La commission a également tenté de parvenir à un compromis avec le Conseil sur la question de la date pour laquelle devront être arrêtées les quantités maximales de vitamines ou de minéraux ajoutées aux aliments. En première lecture, le Parlement avait demandé que ces quantités soient définies avant l’entrée en vigueur du règlement, mais le Conseil n’a mentionné aucune date dans sa position commune. Afin de parvenir à un compromis, les membres de la commission ont donc proposé que la Commission avance des propositions en la matière au plus tard deux ans après l’entrée en vigueur du règlement.
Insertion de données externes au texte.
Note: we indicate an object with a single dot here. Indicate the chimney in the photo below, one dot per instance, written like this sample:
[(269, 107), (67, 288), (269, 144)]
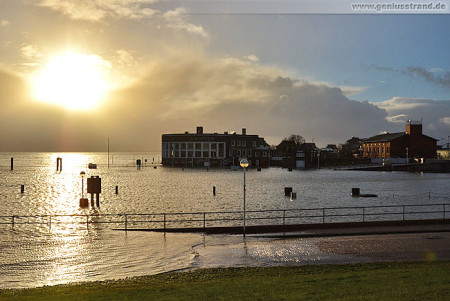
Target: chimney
[(414, 128)]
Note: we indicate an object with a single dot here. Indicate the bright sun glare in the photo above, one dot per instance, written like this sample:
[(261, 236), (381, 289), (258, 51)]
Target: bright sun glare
[(72, 80)]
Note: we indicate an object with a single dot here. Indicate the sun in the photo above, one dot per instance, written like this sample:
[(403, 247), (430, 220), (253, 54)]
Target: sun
[(73, 80)]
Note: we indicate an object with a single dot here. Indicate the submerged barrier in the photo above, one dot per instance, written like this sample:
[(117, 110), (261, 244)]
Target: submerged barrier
[(205, 220)]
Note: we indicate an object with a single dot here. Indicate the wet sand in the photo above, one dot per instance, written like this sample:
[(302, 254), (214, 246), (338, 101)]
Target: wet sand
[(391, 247)]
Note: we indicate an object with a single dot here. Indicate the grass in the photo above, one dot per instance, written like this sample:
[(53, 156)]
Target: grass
[(372, 281)]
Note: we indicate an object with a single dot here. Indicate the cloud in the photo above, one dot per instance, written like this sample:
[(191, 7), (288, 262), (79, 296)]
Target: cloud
[(434, 113), (440, 80), (228, 94), (175, 19), (436, 76), (184, 91), (445, 120), (96, 10), (4, 23), (99, 10)]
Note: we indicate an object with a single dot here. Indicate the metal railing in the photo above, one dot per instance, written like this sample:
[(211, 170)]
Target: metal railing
[(275, 217)]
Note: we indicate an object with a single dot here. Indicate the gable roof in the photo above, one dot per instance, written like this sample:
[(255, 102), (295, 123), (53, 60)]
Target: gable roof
[(385, 137)]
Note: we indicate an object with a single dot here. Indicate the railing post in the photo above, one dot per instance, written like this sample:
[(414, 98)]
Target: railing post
[(364, 213), (164, 222), (204, 220)]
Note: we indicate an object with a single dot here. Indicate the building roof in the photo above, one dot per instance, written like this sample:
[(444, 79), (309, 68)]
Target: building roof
[(385, 137)]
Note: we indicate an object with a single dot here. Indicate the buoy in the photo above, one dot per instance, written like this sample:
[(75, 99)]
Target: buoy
[(287, 191)]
Toujours dans le but de parvenir à un accord avec le Conseil, la commission a légèrement modifié l’amendement adopté par le Parlement en première lecture (et rejeté par le Conseil) en matière d’alignement des valeurs de référence sur les normes internationales, afin que des valeurs différentes s’appliquent aux produits solides et liquides. Elle a donc proposé de recourir au terme «AJR» (apport journalier recommandé) plutôt qu’à celui de «VNR» (valeur nutritionnelle de référence) initialement suggéré par le Parlement, au motif que cela permettrait d’harmoniser cette exigence avec la législation communautaire en vigueur en matière d’étiquetage alimentaire.
Enfin, les parlementaires ont souhaité introduire une certaine dose de flexibilité quant à la date limite de vente de produits non conformes au règlement. Alors que le Conseil avait proposé que de tels produits ne puissent être mis sur le marché plus de 29 mois après l’entrée en vigueur du règlement, la commission propose qu’ils puissent l’être «jusqu’à épuisement des stocks», pour tenir compte des produits ayant une durée de vie plus longue.